The physicists at UC San Diego that a year ago created the first integrated circuit using particles called excitons, now have discovered a technique that allows for operation at commercially cold temperatures.
This brings the possibility of a new type of extremely fast computer based on excitons closer to reality. When commercialized, the technology could speed computing and communications by better integrating electronic circuits and optical data communications.
Leonid Butov, a professor of physics at UCSD, is leading the research team that previously demonstrated an integrated circuit capable of working at 1.5 degrees Kelvin above absolute zero, or minus 457 degrees Fahrenheit. That temperature is less than the average temperature of deep space (-454.67 F), and achievable only in special research laboratories.

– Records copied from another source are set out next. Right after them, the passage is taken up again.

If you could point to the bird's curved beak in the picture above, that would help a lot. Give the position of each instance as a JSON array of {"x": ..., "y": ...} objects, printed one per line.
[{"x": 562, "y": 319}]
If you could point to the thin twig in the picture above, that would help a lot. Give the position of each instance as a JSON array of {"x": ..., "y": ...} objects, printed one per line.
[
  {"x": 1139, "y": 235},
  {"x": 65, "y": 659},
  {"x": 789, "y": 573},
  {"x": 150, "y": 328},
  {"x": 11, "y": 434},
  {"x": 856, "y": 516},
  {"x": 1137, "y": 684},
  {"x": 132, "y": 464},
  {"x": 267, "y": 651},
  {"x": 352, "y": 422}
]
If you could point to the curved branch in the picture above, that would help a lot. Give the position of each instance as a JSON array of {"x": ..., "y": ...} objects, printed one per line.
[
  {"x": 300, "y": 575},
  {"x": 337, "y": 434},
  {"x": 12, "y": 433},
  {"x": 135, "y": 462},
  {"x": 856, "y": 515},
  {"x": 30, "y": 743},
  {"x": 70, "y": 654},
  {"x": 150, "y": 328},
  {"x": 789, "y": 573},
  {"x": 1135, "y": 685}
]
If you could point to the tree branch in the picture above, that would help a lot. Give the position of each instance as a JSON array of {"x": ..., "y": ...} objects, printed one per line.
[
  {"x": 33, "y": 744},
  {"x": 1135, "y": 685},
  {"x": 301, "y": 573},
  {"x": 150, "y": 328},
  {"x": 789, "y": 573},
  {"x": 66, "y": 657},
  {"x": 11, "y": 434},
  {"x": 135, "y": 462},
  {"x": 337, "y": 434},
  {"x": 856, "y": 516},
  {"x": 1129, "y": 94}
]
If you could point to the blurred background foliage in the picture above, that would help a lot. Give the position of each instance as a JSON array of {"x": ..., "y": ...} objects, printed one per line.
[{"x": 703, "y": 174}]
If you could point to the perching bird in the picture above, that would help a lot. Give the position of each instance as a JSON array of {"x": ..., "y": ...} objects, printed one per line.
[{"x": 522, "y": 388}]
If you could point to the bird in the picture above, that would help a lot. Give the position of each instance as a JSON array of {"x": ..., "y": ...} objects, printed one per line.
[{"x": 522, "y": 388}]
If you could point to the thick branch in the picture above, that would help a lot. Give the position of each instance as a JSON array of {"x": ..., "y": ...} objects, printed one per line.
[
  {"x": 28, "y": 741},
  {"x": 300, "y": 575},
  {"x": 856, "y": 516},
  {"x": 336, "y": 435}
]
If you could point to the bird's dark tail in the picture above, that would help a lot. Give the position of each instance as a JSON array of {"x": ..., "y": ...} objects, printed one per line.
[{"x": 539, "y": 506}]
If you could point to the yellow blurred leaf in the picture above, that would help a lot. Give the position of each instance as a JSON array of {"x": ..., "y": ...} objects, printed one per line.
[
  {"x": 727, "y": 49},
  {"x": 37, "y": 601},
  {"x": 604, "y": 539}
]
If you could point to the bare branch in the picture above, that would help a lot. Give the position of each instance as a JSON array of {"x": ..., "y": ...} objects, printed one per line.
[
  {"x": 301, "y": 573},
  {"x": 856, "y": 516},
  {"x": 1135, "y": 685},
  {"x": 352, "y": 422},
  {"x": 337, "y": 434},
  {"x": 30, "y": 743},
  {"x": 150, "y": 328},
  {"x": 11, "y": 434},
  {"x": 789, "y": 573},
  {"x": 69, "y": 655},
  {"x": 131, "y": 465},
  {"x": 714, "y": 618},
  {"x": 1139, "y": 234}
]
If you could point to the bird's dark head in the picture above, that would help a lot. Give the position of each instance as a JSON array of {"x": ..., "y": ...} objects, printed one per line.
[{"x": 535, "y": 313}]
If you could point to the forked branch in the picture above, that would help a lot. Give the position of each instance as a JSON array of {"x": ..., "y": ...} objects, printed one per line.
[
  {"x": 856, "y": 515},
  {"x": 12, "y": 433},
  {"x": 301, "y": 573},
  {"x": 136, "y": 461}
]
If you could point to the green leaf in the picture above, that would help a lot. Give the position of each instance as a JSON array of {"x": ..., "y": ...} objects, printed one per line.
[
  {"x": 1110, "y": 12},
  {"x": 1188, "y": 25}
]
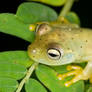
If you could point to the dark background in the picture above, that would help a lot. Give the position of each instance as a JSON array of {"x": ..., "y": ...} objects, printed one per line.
[{"x": 82, "y": 7}]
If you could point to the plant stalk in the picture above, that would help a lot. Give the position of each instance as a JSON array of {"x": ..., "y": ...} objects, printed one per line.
[
  {"x": 67, "y": 7},
  {"x": 29, "y": 73}
]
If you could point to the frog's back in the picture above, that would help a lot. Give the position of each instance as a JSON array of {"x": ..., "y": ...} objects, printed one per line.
[{"x": 78, "y": 40}]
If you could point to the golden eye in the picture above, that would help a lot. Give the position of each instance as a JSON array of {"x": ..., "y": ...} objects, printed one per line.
[{"x": 54, "y": 53}]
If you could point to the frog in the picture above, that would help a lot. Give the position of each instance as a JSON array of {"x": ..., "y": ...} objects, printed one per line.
[{"x": 58, "y": 44}]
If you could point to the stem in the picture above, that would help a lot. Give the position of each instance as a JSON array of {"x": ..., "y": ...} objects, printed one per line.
[
  {"x": 66, "y": 8},
  {"x": 29, "y": 73}
]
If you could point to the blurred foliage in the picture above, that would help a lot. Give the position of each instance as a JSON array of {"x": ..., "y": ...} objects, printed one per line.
[{"x": 14, "y": 64}]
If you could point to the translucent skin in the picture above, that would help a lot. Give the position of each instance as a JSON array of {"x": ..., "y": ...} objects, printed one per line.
[{"x": 74, "y": 42}]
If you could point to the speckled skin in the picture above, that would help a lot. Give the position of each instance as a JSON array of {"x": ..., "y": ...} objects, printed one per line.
[{"x": 75, "y": 42}]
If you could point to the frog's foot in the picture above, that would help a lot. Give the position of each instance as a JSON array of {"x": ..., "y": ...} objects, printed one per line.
[
  {"x": 63, "y": 20},
  {"x": 77, "y": 71}
]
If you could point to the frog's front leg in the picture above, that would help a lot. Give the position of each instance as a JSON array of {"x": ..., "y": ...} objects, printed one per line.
[{"x": 79, "y": 73}]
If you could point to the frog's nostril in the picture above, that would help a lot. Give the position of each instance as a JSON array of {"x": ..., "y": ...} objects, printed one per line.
[{"x": 33, "y": 51}]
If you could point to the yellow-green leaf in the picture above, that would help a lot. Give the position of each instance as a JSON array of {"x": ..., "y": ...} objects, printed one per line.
[
  {"x": 8, "y": 84},
  {"x": 49, "y": 78},
  {"x": 33, "y": 85},
  {"x": 16, "y": 57}
]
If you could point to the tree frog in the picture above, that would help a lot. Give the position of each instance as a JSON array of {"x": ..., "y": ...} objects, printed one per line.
[{"x": 59, "y": 44}]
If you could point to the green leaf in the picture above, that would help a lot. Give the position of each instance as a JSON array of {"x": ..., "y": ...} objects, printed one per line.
[
  {"x": 8, "y": 84},
  {"x": 12, "y": 70},
  {"x": 90, "y": 89},
  {"x": 34, "y": 86},
  {"x": 73, "y": 18},
  {"x": 16, "y": 57},
  {"x": 10, "y": 24},
  {"x": 34, "y": 12},
  {"x": 51, "y": 2},
  {"x": 49, "y": 78}
]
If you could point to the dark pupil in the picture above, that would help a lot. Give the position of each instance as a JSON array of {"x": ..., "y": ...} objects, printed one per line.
[{"x": 53, "y": 55}]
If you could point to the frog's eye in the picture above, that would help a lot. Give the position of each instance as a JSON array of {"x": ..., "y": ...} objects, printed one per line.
[
  {"x": 54, "y": 53},
  {"x": 42, "y": 29}
]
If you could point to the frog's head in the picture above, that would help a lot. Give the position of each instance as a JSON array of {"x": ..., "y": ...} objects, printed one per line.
[{"x": 49, "y": 46}]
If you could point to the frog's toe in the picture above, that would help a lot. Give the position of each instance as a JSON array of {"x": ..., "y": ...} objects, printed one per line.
[{"x": 77, "y": 71}]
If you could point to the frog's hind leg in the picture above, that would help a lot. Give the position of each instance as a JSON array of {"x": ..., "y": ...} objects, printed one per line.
[{"x": 79, "y": 73}]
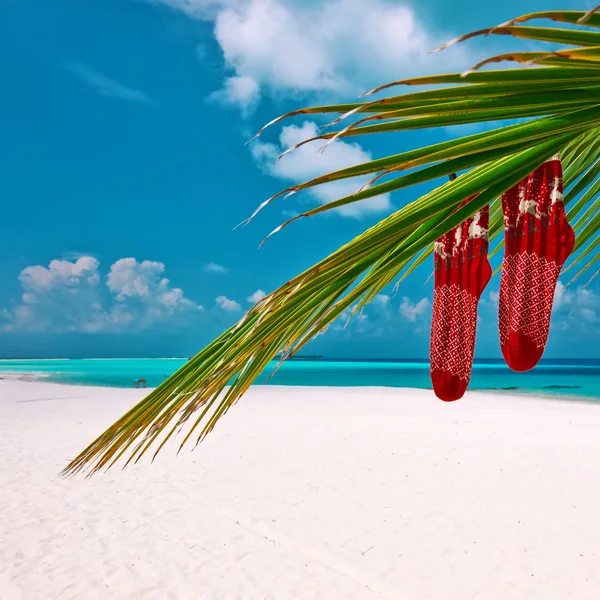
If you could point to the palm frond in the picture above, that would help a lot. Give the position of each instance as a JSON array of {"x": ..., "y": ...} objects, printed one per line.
[{"x": 559, "y": 97}]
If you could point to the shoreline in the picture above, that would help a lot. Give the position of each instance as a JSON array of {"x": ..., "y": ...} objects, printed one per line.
[
  {"x": 34, "y": 377},
  {"x": 356, "y": 493}
]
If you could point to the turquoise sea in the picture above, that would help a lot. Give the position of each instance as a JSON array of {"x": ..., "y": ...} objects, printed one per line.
[{"x": 566, "y": 377}]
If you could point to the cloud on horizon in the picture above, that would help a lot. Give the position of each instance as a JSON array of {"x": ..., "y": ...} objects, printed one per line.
[{"x": 67, "y": 296}]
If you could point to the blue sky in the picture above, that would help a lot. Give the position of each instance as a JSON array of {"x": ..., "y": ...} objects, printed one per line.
[{"x": 125, "y": 170}]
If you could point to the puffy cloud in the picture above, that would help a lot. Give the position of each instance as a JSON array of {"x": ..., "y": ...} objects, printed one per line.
[
  {"x": 224, "y": 303},
  {"x": 142, "y": 281},
  {"x": 105, "y": 86},
  {"x": 66, "y": 296},
  {"x": 305, "y": 163},
  {"x": 410, "y": 311},
  {"x": 256, "y": 297},
  {"x": 215, "y": 268},
  {"x": 59, "y": 273},
  {"x": 341, "y": 46}
]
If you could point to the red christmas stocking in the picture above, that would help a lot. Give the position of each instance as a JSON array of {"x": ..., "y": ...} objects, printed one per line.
[
  {"x": 462, "y": 271},
  {"x": 538, "y": 240}
]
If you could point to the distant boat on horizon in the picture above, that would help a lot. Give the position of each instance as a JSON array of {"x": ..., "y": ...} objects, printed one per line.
[
  {"x": 294, "y": 357},
  {"x": 303, "y": 357}
]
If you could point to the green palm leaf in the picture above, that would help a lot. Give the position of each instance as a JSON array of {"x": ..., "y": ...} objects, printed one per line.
[{"x": 560, "y": 97}]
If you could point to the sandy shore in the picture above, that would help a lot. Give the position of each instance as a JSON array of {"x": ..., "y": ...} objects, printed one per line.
[{"x": 306, "y": 493}]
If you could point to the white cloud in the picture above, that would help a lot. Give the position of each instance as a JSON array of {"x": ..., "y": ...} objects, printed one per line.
[
  {"x": 341, "y": 46},
  {"x": 256, "y": 297},
  {"x": 59, "y": 273},
  {"x": 238, "y": 91},
  {"x": 66, "y": 297},
  {"x": 305, "y": 163},
  {"x": 215, "y": 268},
  {"x": 105, "y": 86},
  {"x": 411, "y": 311},
  {"x": 142, "y": 281},
  {"x": 228, "y": 305}
]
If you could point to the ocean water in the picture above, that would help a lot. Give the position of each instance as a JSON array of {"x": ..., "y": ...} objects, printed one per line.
[{"x": 567, "y": 377}]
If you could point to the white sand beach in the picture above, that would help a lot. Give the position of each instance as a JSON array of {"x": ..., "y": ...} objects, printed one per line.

But now, the scientists report that they succeeded in building an integrated circuit that operates at 125 degrees Kelvin (minus 234 degrees Fahrenheit), a temperature that can be "easily" attained commercially with liquid nitrogen, a substance that costs about as much per liter as gasoline. The discovery is detailed in the latest online issue of the journal Nature Photonics,
Butov puts perspective on his team's finding: “Our goal is to create efficient devices based on excitons that are operational at room temperature and can replace electronic devices where a high interconnection speed is important. We’re still in an early stage of development. Our team has only recently demonstrated the proof of principle for a transistor based on excitons and research is in progress.”
Let's take a look at how excitons work and their application to computing. These energized electrons bound to positively charged counterparts called holes, which form when light hits a semiconductor such as gallium arsenide. When the electron and hole recombine, the exciton decays and releases its energy as a flash of light. According to the IEEE, the fact that they can be converted into light makes devices that use them faster and more efficient than conventional electronic devices with optical interfaces.
"Optical devices use electrons for computation and must then convert them to light for use in communications devices. Excitons, however, directly interact with electric fields, eliminating the need for all the conversion steps and making for potentially faster and more energy-efficient computing."
But excitons are tricky to use, because they are extremely unstable, ordinarily living only for tens of picoseconds (1 trillionth of a second). Last year, Butov and his group were able to extend the life of the exciton to 100 nanoseconds (1 billionth of a second), which he said is, ”A lifetime long enough to perform all the necessary operations.”
"Our transistors process signals using excitons, which like electrons can be controlled with electrical voltages, but unlike electrons transform into photons at the output of the circuit,” Butov said. “This direct coupling of excitons to photons allows us to link computation and communication."
Noteworthy, the report does not make any numerical estimates of the kind of processing speed that we can expect with exciton-based computing and how it would compare to other emerging forms of computing, such as quantum. Perhaps the research is still too early for that.
Other members of the team involved in the discovery were physicists Gabriele Grosso, Joe Graves, Aaron Hammack and Alex High at UC San Diego (pictured above), and materials scientists Micah Hanson and Arthur Gossard at UC Santa Barbara.